WASHINGTON – The U.S. Department of Justice will give more than $200 million to states and the District of Columbia to boost gun violence prevention programs as part of the gun control law passed by Congress a few months ago, officials said Tuesday.
The initiative includes funding for the implementation of “red flag” laws, or extreme risk protection orders, designed to take guns away from people with potentially violent behavior to prevent them from hurting themselves or others. Nineteen states and the District of Columbia have red flag laws.
Part of the $231 million announced Tuesday, on the fifth anniversary of the Parkland, Florida, school massacre, will go to crisis intervention court procedures and other gun violence reduction programs.
Red flag laws have been promoted by President Joe Biden and activists as an effective tool to prevent gun violence before it occurs. However, an analysis by The Associated Press found that they are rarely used, even as gun violence is on the rise across the country. This could be due to a lack of awareness of the laws or a reluctance to enforce them.

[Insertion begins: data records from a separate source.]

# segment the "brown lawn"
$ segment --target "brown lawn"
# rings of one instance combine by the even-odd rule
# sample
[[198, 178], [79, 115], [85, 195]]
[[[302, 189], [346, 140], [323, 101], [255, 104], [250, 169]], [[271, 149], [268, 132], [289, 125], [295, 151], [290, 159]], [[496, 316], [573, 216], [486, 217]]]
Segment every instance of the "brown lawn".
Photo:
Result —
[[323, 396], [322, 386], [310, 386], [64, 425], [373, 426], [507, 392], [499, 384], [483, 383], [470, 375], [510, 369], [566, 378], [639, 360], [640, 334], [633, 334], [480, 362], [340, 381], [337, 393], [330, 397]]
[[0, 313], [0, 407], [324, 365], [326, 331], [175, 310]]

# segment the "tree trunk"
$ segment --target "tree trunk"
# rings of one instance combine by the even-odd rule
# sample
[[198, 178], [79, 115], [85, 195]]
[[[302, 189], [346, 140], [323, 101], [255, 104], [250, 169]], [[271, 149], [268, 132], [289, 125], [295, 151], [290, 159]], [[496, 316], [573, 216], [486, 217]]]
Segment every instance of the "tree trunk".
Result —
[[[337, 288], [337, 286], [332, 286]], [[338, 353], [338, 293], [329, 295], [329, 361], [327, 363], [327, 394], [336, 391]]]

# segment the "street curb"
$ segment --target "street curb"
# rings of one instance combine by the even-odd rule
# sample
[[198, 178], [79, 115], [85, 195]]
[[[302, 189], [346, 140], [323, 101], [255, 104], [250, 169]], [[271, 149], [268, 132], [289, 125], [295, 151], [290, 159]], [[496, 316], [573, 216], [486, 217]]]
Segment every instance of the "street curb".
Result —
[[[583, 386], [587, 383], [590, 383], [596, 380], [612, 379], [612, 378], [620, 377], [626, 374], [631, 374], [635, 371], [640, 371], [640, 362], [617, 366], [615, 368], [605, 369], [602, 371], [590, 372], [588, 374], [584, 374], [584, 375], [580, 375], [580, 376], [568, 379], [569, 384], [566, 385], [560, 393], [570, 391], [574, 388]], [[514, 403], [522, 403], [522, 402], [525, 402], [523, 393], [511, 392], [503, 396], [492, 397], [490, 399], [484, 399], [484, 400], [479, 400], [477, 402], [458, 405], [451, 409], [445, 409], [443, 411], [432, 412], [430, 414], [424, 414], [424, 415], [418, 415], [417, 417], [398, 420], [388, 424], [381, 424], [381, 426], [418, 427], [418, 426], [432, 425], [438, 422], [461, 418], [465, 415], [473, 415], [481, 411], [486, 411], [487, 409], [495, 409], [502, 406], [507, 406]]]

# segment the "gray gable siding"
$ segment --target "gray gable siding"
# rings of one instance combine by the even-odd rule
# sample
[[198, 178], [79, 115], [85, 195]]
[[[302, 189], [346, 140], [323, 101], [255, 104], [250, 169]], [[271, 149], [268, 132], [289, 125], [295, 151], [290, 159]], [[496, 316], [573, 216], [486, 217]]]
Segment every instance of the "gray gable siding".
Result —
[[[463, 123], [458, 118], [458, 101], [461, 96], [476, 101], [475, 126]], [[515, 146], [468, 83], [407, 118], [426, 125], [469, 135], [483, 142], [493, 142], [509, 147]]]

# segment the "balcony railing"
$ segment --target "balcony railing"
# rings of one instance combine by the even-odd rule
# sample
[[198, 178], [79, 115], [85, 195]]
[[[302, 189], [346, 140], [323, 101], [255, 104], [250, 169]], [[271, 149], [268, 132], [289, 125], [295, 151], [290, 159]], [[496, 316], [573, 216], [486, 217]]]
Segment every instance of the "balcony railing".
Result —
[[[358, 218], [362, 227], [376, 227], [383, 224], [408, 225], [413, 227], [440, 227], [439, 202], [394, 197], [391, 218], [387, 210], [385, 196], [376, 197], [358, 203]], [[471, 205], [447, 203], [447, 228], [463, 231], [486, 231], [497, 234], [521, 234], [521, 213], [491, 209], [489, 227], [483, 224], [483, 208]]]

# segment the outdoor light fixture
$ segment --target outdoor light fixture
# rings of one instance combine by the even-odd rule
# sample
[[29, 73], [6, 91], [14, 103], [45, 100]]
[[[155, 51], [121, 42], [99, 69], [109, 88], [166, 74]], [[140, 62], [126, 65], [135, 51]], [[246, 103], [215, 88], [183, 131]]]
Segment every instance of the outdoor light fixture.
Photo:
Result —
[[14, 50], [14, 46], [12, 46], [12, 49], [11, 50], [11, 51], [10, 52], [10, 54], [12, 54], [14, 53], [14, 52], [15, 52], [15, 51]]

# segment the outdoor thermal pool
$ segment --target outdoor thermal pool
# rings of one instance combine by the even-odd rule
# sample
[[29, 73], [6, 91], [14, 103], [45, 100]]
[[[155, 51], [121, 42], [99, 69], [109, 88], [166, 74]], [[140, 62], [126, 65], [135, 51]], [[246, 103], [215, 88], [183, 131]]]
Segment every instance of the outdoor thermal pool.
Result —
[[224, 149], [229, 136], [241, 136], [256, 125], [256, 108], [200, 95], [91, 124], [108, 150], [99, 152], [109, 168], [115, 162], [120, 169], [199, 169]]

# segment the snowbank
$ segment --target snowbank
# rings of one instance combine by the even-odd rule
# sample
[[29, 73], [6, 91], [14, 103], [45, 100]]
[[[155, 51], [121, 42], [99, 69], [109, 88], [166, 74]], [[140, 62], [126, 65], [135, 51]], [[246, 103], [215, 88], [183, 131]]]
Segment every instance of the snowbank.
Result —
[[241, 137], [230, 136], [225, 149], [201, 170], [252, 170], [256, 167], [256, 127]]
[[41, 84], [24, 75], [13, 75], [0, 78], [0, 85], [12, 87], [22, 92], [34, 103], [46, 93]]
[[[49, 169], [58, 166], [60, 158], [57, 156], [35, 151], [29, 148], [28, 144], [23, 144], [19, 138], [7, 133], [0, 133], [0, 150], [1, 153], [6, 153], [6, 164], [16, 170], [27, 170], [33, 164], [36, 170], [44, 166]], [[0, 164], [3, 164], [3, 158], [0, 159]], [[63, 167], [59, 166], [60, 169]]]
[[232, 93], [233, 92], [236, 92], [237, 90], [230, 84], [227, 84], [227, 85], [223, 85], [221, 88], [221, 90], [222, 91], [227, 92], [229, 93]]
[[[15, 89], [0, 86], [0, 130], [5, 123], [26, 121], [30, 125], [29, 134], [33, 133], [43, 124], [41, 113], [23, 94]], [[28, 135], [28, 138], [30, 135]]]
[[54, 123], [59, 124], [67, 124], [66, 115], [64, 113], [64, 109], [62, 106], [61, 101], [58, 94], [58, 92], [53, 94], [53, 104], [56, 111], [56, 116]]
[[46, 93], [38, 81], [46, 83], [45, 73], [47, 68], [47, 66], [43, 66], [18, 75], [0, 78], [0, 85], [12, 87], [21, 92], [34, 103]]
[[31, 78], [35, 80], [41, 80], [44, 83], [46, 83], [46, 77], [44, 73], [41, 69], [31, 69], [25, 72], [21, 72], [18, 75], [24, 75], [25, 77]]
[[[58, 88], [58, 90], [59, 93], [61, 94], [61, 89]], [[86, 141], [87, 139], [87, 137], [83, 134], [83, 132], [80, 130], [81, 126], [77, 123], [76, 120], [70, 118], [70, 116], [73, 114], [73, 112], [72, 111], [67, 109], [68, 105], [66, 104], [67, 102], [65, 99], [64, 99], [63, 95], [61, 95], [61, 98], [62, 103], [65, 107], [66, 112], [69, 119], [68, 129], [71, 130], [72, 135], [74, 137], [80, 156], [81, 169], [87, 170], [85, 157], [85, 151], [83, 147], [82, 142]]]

For example, the suspect in the massacre at an LGBT club in Colorado Springs, Colorado, in November had allegedly threatened his mother a year and a half earlier, but there is no record that either police or other family members tried to use that law in effect in Colorado.
Laws vary from state to state, but generally allow family members or police to ask the courts to issue an order to take away a person’s guns for up to one year. Some complain that the law could violate the constitutional right to bear arms. The Justice Department says the program contains measures to prevent it from being abused.
The funds are part of the $1.4 billion approved by Congress for the Justice Department to use over five years for gun violence prevention measures.